Geneviève écoutait, l'œil hagard, ces froides protestations.

«C'est donc fini, bien fini, dit-elle lentement. Adieu, vous ne me reverrez plus.»

Il la retint.

«Quoi! Où allez-vous? Que voulez-vous faire? Écoute-moi, Ginevra.»

Ce nom, qu'il lui donnait autrefois quand il l'aimait, la fit tressaillir; et, se rattachant à ce frêle espoir, elle resta.

Debout, le regard morne, la bouche impassible et serrée, elle attendit. Mais son attitude exprimait une résolution désespérée.

«Il faut raisonner, mon enfant, dit Lionel, en prenant dans les siennes la main glacée de la jeune fille. Où cet amour nous mènerait-il? Jamais ma mère ne consentirait à cette union. Jamais Mme Daubré ne vous accepterait pour sa belle-sœur. Je suis sans fortune, je vous le répète. Que ferions-nous donc? Habitué à l'oisiveté, je ne puis songer à gagner ma vie à la sueur de mon front. En vous épousant ou en continuant nos relations, je perds mon avenir comme je perds le vôtre; car c'est un avenir que le duc vous offre, un brillant avenir. Ce n'est pas une position tout à fait régulière, je le veux bien; pourtant ces unions illégitimes sont si communes aujourd'hui que l'usage les a presque consacrées. Vous êtes si bonne, si charmante; avec un peu plus d'éducation, vous seriez une femme accomplie. Le duc vous appréciera, vous aimera; et peut-être, plus tard.... Sa femme est âgée, maladive; si vous savez vous rendre indispensable à son bonheur....

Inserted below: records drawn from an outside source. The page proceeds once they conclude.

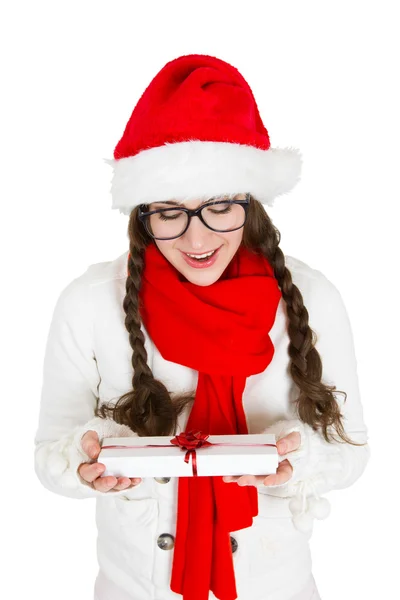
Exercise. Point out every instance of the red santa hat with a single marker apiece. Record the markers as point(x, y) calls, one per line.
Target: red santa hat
point(196, 133)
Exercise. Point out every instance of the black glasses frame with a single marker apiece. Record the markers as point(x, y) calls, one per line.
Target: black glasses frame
point(195, 212)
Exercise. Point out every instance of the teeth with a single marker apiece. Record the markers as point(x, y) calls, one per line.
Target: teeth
point(201, 255)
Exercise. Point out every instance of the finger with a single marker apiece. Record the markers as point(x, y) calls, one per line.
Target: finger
point(105, 484)
point(289, 443)
point(135, 481)
point(90, 471)
point(282, 475)
point(90, 444)
point(245, 479)
point(122, 483)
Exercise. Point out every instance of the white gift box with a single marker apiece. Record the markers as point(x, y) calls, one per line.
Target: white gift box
point(156, 456)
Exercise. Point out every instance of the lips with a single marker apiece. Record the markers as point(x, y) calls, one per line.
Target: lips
point(201, 264)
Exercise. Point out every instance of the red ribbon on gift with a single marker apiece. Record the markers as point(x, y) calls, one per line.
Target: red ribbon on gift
point(189, 441)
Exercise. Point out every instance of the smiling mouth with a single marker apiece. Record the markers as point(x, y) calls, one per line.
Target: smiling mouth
point(201, 257)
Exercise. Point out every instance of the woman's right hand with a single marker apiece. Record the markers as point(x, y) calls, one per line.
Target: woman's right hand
point(91, 472)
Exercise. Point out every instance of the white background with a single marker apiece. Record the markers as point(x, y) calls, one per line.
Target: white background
point(324, 75)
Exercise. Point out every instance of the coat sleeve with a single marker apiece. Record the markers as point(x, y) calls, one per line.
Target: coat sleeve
point(69, 396)
point(320, 466)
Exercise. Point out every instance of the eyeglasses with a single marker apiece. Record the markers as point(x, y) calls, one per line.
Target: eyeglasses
point(217, 214)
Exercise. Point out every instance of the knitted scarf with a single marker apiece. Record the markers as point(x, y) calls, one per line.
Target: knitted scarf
point(221, 331)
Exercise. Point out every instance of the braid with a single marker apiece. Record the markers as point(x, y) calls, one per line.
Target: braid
point(148, 408)
point(316, 403)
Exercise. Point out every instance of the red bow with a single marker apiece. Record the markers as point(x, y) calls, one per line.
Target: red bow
point(190, 441)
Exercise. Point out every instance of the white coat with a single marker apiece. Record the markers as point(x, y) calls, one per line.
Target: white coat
point(88, 361)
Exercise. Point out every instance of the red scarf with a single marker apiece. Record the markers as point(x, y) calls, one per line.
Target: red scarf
point(221, 331)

—Ah! oui, il m'épousera, n'est-ce pas? dit-elle avec amertume. Je sais maintenant le cas qu'il faut faire de semblables espérances. Non, je n'accepterai pas cette position humiliante. Vous m'avez trompée, vous êtes lâche, vous êtes sans excuse!

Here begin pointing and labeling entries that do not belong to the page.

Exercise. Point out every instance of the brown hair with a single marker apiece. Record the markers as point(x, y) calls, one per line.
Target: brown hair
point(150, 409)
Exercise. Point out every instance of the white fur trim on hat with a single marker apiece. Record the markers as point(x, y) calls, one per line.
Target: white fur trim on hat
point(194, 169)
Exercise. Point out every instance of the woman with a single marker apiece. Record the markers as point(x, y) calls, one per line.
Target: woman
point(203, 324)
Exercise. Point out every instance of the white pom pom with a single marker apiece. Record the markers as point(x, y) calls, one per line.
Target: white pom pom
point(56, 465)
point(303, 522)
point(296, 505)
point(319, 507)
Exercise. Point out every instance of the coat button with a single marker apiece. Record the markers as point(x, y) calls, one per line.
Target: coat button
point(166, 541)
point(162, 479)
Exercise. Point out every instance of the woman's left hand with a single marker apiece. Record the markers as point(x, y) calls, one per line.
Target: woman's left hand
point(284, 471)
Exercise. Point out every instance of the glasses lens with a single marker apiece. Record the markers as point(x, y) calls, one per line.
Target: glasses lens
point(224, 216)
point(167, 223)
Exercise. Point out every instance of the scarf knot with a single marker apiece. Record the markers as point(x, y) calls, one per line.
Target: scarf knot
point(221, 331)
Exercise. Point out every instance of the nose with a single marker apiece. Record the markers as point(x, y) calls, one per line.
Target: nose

—Vous me faites cruellement sentir, Geneviève, la malheureuse et fausse situation dans laquelle je me trouve placé. Le mariage qui s'offre à moi est inespéré; et il est certaines dettes d'honneur que je ne pourrai jamais payer autrement. Or, vous le savez, on doit sacrifier à l'honneur son bonheur même.»